Sağlık bakanımız son açıklamasıyla yine kalbimizde taht kurdu:
“5 ay öpüşmeyin!”
Her ne kadar başbakanının “3 çocuk” isteğiyle aynı paralelde olmasa da –anladınız, zor bir durum-,kendince istikrarlı bir açıklamaydı bu. Nitekim, son 1 ayda önce “okullar kapanabilir” açıklaması geldi bakanlıktan, sonra “işte biz böyle önlem alırız, dediğimizi yaparız” dercesine bir bir kapanmaya başladı okullar.
Son bir aydır, “domuz gribine karşı, el yıkama alternatifi” olarak tüm televizyonlarda bangır bangır karşımıza çıkan jellerin fiyatı 2 milyondan 10 milyona çıkarken, gribe karşı etkili olduğu ileri sürülen sebzelerin fiyatı arttı, halk bütünüyle paniğe sevkedildi. Yeni bir aşı da piyasaya çıktı, malum... Herkes, bir şeylerden -sağlıktan bile- faydalanma peşinde sanki.
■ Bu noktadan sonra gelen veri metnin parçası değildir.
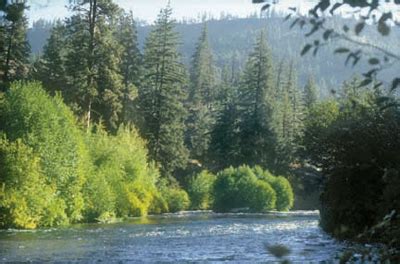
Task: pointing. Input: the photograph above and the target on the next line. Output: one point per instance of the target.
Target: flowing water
(185, 237)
Halk bilinçlensin bilinçlenmesine de, acaba "ürküten haberler silsilesi" halkı bilinçlendirmek yerine tüketmeye ve sinmeye mi itiyor biraz? "Evinizde oturun, kafeye, sinemaya gitmeyin, okula da gitmeyin, hatta işe de gitmeyin..." Güzel bir çözüm, ama "Ah şu okullar olmasa, maarifi ne güzel yönetirdim" e mi benziyor sanki?
Her şeyi abartmayı pek seviyoruz, Çernobil’den sonra “bakın bana bir şey olmuyor” diyerek çay içen bakandan iyidir; fakat, yine de abartmıyor muyuz? Daha sakin ve sağlam önlemler alınamaz mı bu ülkede? İlle de milleti karantinaya mı almalı?